His eyes were on the table when he said it.

"There were four of them, minor princes from the northern territories and two senior administrators from Karakorum’s central office."

He looked up.

"They came through fast, didn’t stop more than one night, and sent riders ahead from here."

Batu watched his strategy unfold behind his eyes.

Guyuk’s has been at the assembly ground before any other Chinggisid prince had arrived, with the minor princes already in tow and the Karakorum administrators already in his orbit, working whatever he’d been building on the empire across those months.

The false picture in the Borte-Qol channel had given Guyuk a weakened Batu struggling through winter.

Guyuk had used the time that picture bought him.

With no opposition present and the succession question hanging above every conversation was a real advantage, and he knew it.

"Thank you for that," Batu said.

Ayas inclined his head.

"Safe roads," he said. "The mountain passes are clear this time of year, but they narrow badly in the upper sections.

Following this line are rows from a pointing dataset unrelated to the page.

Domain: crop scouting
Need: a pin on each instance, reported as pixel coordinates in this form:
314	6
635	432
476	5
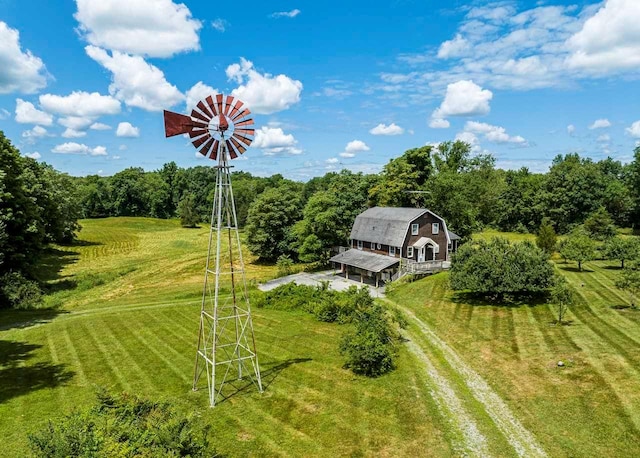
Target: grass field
591	407
476	380
131	295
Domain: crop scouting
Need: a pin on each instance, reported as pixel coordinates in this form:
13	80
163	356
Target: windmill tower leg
226	343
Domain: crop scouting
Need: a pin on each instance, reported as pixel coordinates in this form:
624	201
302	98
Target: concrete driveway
336	282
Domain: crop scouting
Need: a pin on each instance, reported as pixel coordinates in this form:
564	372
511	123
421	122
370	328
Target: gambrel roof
385	225
365	260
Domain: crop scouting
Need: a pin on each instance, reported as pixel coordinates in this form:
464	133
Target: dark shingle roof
373	262
385	225
453	236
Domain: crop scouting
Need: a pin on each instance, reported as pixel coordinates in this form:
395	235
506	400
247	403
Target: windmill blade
241	149
228	103
232	151
245	140
200	116
242	114
176	123
214	150
247	122
219	102
199	141
205	148
205	109
235	109
212	105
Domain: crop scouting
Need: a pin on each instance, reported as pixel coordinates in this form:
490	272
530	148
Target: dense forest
39	205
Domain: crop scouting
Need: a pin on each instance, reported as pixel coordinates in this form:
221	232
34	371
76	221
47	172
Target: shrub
122	426
370	348
497	268
285	265
19	292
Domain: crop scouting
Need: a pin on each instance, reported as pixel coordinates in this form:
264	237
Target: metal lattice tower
226	350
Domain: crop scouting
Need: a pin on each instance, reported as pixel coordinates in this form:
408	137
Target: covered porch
370	268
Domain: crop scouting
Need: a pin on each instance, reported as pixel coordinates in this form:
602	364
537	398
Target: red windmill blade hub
216	122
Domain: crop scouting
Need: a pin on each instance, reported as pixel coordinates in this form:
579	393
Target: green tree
120	426
562	296
579	246
546	238
498	268
629	281
370	349
600	224
270	222
187	211
622	249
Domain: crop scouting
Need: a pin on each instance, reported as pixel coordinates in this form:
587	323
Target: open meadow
472	379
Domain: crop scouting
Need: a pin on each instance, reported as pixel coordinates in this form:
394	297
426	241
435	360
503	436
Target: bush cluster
370	346
122	426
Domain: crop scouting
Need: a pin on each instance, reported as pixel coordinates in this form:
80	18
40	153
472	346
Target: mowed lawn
591	407
130	295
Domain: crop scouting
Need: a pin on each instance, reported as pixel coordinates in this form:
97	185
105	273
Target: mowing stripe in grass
106	356
518	436
179	371
77	363
467	438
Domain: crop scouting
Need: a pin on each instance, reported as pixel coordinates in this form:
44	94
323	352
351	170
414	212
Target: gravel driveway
336	282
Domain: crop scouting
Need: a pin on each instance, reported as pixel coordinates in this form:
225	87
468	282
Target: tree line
302	221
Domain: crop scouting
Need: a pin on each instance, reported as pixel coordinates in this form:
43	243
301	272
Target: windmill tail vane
219	127
223	120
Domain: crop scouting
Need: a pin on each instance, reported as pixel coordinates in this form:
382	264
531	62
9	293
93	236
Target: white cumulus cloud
73	133
439	123
20	71
495	134
136	82
80	104
391	129
79	148
353	147
36	132
609	40
154	28
464	98
125	129
290	14
99	126
26	113
599	124
198	91
262	92
634	129
273	140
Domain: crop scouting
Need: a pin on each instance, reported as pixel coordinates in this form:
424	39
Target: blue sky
333	84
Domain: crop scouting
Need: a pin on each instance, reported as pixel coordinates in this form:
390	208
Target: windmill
221	129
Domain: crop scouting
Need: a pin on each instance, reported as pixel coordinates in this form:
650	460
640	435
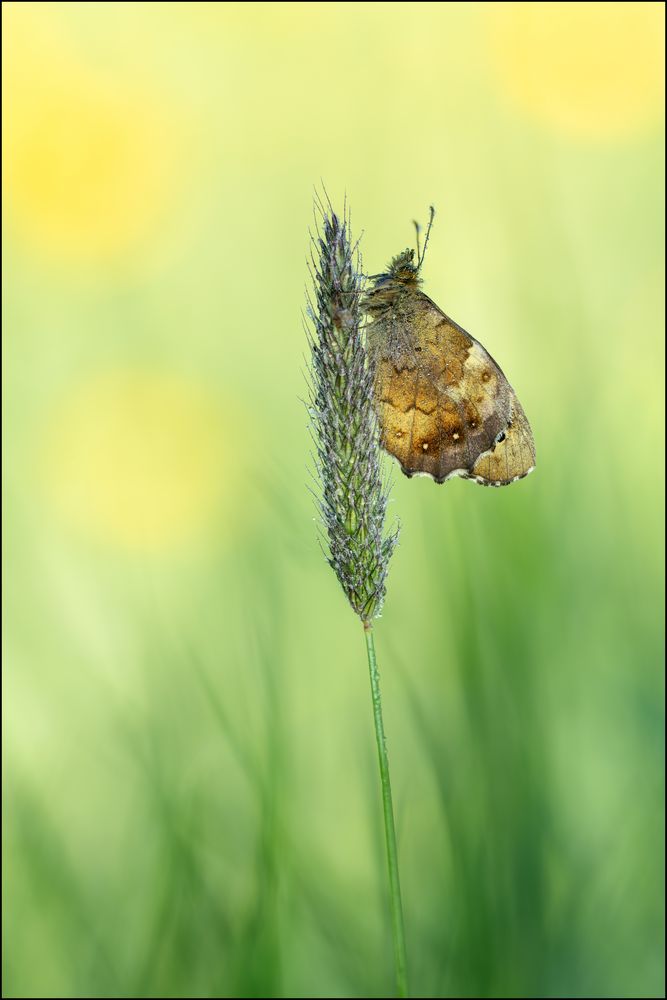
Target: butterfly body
445	407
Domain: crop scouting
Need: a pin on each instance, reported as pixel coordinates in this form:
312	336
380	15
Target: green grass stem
398	929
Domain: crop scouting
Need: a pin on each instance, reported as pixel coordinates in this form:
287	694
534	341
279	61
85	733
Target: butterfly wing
445	407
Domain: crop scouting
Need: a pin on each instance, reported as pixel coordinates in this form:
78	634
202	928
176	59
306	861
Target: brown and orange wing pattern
445	407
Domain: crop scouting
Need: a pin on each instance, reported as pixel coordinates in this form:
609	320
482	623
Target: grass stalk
398	929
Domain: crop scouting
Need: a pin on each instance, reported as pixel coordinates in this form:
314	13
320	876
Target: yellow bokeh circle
592	70
143	460
90	160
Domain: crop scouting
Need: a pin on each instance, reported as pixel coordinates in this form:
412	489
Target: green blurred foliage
191	797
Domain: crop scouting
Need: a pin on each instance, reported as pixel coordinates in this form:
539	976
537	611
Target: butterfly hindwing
445	407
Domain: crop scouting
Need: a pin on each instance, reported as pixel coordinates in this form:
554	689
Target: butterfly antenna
418	232
420	256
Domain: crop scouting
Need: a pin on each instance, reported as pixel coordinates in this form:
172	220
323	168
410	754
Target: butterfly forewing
445	407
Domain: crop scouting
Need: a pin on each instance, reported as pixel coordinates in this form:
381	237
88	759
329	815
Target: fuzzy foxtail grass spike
352	491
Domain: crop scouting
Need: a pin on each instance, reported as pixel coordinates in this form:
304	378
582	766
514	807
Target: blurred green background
191	797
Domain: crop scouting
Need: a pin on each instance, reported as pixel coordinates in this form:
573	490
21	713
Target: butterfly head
402	268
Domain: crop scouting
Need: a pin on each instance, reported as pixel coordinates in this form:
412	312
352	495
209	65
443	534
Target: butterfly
445	407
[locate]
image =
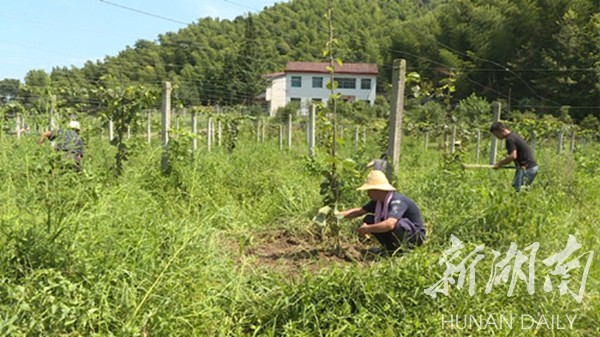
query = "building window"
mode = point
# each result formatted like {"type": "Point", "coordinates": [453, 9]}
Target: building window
{"type": "Point", "coordinates": [365, 83]}
{"type": "Point", "coordinates": [348, 98]}
{"type": "Point", "coordinates": [296, 82]}
{"type": "Point", "coordinates": [346, 83]}
{"type": "Point", "coordinates": [317, 82]}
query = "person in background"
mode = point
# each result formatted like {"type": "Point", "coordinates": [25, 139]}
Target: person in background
{"type": "Point", "coordinates": [393, 218]}
{"type": "Point", "coordinates": [380, 165]}
{"type": "Point", "coordinates": [520, 153]}
{"type": "Point", "coordinates": [68, 143]}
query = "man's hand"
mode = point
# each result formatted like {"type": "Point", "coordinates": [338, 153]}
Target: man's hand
{"type": "Point", "coordinates": [363, 230]}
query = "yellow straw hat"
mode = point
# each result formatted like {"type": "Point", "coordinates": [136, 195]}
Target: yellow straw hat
{"type": "Point", "coordinates": [376, 180]}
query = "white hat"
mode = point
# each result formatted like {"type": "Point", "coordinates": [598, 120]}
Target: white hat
{"type": "Point", "coordinates": [376, 180]}
{"type": "Point", "coordinates": [74, 125]}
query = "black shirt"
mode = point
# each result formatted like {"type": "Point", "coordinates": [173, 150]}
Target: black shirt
{"type": "Point", "coordinates": [524, 153]}
{"type": "Point", "coordinates": [400, 207]}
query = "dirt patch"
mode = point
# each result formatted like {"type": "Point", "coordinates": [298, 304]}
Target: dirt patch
{"type": "Point", "coordinates": [292, 253]}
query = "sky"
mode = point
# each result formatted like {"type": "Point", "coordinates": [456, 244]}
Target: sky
{"type": "Point", "coordinates": [42, 34]}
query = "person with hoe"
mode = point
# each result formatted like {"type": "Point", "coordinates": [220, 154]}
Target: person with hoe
{"type": "Point", "coordinates": [518, 152]}
{"type": "Point", "coordinates": [68, 143]}
{"type": "Point", "coordinates": [393, 219]}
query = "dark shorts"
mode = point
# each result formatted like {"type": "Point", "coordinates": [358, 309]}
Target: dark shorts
{"type": "Point", "coordinates": [405, 233]}
{"type": "Point", "coordinates": [524, 177]}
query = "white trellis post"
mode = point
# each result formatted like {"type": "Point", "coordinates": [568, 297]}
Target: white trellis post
{"type": "Point", "coordinates": [18, 125]}
{"type": "Point", "coordinates": [280, 137]}
{"type": "Point", "coordinates": [219, 133]}
{"type": "Point", "coordinates": [209, 133]}
{"type": "Point", "coordinates": [453, 139]}
{"type": "Point", "coordinates": [110, 130]}
{"type": "Point", "coordinates": [311, 131]}
{"type": "Point", "coordinates": [194, 131]}
{"type": "Point", "coordinates": [257, 130]}
{"type": "Point", "coordinates": [166, 113]}
{"type": "Point", "coordinates": [494, 148]}
{"type": "Point", "coordinates": [166, 123]}
{"type": "Point", "coordinates": [396, 112]}
{"type": "Point", "coordinates": [560, 142]}
{"type": "Point", "coordinates": [149, 126]}
{"type": "Point", "coordinates": [290, 131]}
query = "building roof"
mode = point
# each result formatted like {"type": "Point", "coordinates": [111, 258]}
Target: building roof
{"type": "Point", "coordinates": [274, 75]}
{"type": "Point", "coordinates": [321, 67]}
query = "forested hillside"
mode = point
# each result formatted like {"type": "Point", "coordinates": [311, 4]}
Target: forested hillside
{"type": "Point", "coordinates": [537, 55]}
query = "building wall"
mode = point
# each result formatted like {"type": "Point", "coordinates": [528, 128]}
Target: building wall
{"type": "Point", "coordinates": [306, 93]}
{"type": "Point", "coordinates": [276, 95]}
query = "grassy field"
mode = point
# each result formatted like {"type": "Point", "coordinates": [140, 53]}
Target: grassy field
{"type": "Point", "coordinates": [225, 246]}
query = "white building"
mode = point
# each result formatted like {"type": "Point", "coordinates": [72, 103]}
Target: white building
{"type": "Point", "coordinates": [306, 82]}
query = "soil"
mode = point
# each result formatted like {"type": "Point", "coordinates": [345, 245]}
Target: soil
{"type": "Point", "coordinates": [291, 253]}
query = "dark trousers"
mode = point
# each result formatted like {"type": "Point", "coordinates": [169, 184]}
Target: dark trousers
{"type": "Point", "coordinates": [405, 233]}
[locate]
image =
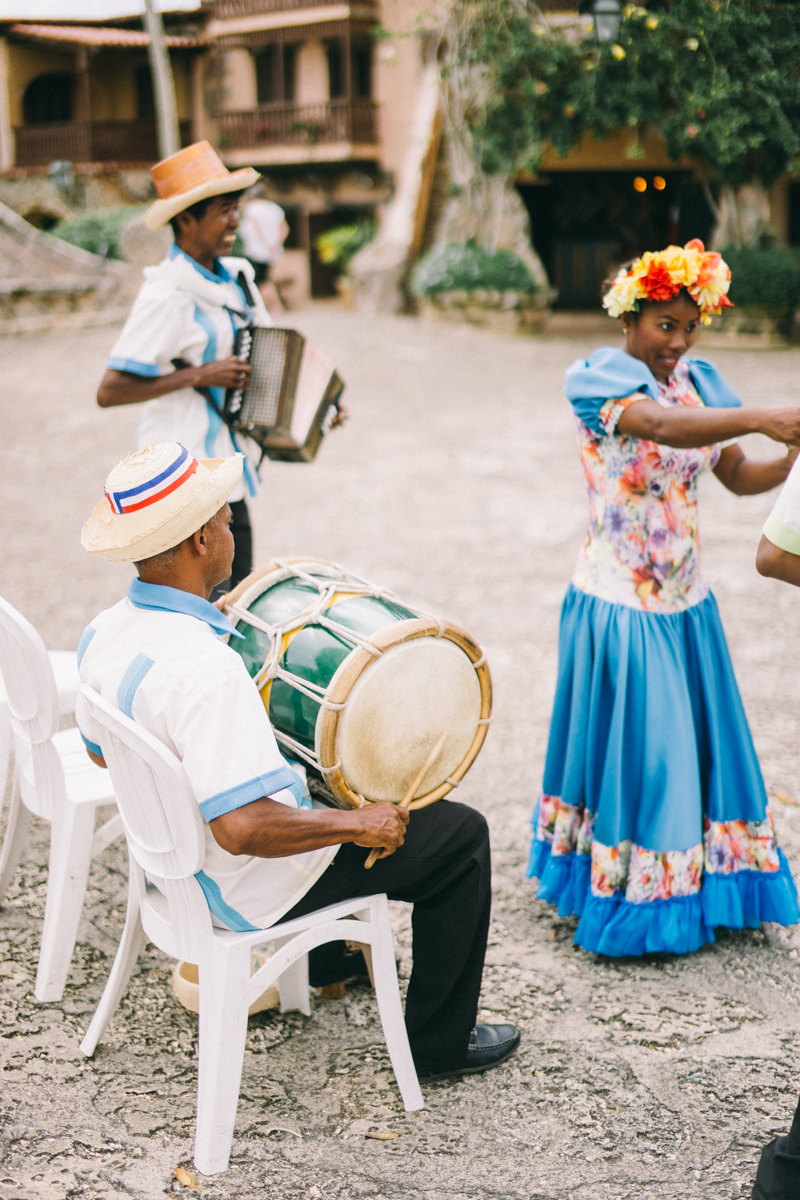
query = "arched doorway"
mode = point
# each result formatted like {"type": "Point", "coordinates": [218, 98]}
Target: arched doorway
{"type": "Point", "coordinates": [48, 99]}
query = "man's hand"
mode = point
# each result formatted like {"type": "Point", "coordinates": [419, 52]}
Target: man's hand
{"type": "Point", "coordinates": [125, 388]}
{"type": "Point", "coordinates": [229, 372]}
{"type": "Point", "coordinates": [384, 826]}
{"type": "Point", "coordinates": [270, 829]}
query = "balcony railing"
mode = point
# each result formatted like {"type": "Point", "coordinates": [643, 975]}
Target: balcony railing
{"type": "Point", "coordinates": [90, 142]}
{"type": "Point", "coordinates": [223, 9]}
{"type": "Point", "coordinates": [335, 120]}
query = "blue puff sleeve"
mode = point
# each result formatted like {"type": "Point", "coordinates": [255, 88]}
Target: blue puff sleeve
{"type": "Point", "coordinates": [611, 373]}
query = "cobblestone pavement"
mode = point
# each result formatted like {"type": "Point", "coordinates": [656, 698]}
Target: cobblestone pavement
{"type": "Point", "coordinates": [456, 484]}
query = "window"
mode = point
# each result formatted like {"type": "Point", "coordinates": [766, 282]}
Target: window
{"type": "Point", "coordinates": [145, 106]}
{"type": "Point", "coordinates": [275, 73]}
{"type": "Point", "coordinates": [48, 99]}
{"type": "Point", "coordinates": [335, 69]}
{"type": "Point", "coordinates": [362, 67]}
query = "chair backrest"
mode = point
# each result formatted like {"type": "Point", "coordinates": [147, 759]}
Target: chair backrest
{"type": "Point", "coordinates": [28, 678]}
{"type": "Point", "coordinates": [160, 813]}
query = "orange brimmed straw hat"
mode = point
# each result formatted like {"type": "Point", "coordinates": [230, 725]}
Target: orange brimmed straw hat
{"type": "Point", "coordinates": [193, 174]}
{"type": "Point", "coordinates": [155, 498]}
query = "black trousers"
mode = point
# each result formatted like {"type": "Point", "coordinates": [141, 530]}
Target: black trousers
{"type": "Point", "coordinates": [779, 1170]}
{"type": "Point", "coordinates": [444, 869]}
{"type": "Point", "coordinates": [242, 532]}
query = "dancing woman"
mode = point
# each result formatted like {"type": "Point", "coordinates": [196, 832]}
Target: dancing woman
{"type": "Point", "coordinates": [653, 825]}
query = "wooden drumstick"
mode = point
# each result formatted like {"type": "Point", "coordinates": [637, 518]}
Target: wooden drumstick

Your tumen will need to move in column through the last two days before the plateau."

He offered it simply, the kind of detail worth passing to someone you’ve just done business with.

Batu rose and Ayas rose with him, and the hospitality form ran its ending as it should, the phrases right, the gestures right.

Then Batu was in the caravanserai’s covered walkway with the guard falling in around him, the courtyard noise of the camels and the handlers coming in from outside.

He walked through the outer gate and into the evening street.

The tumen was still four or five days from the mountain approaches and then however many days through the passes and across the plateau.

Guyuk would be established, comfortable, those same princes already committed to whatever position he’d been lobbying for through that time.

The faction Siban had judged as still forming when the summons arrived was already formed.

Yet Batu still had his cards to play.

The things that needed to happen before the assembly’s sessions opened were still achievable if the timing ran correctly.

If.

The contract in his coat put part of the Silk Road’s central logistics network behind the wolf’s track seal for the first time.

Ayas had made a good bet by his own plans.

The mountain passes were days away and more waited Batu on the other side of them.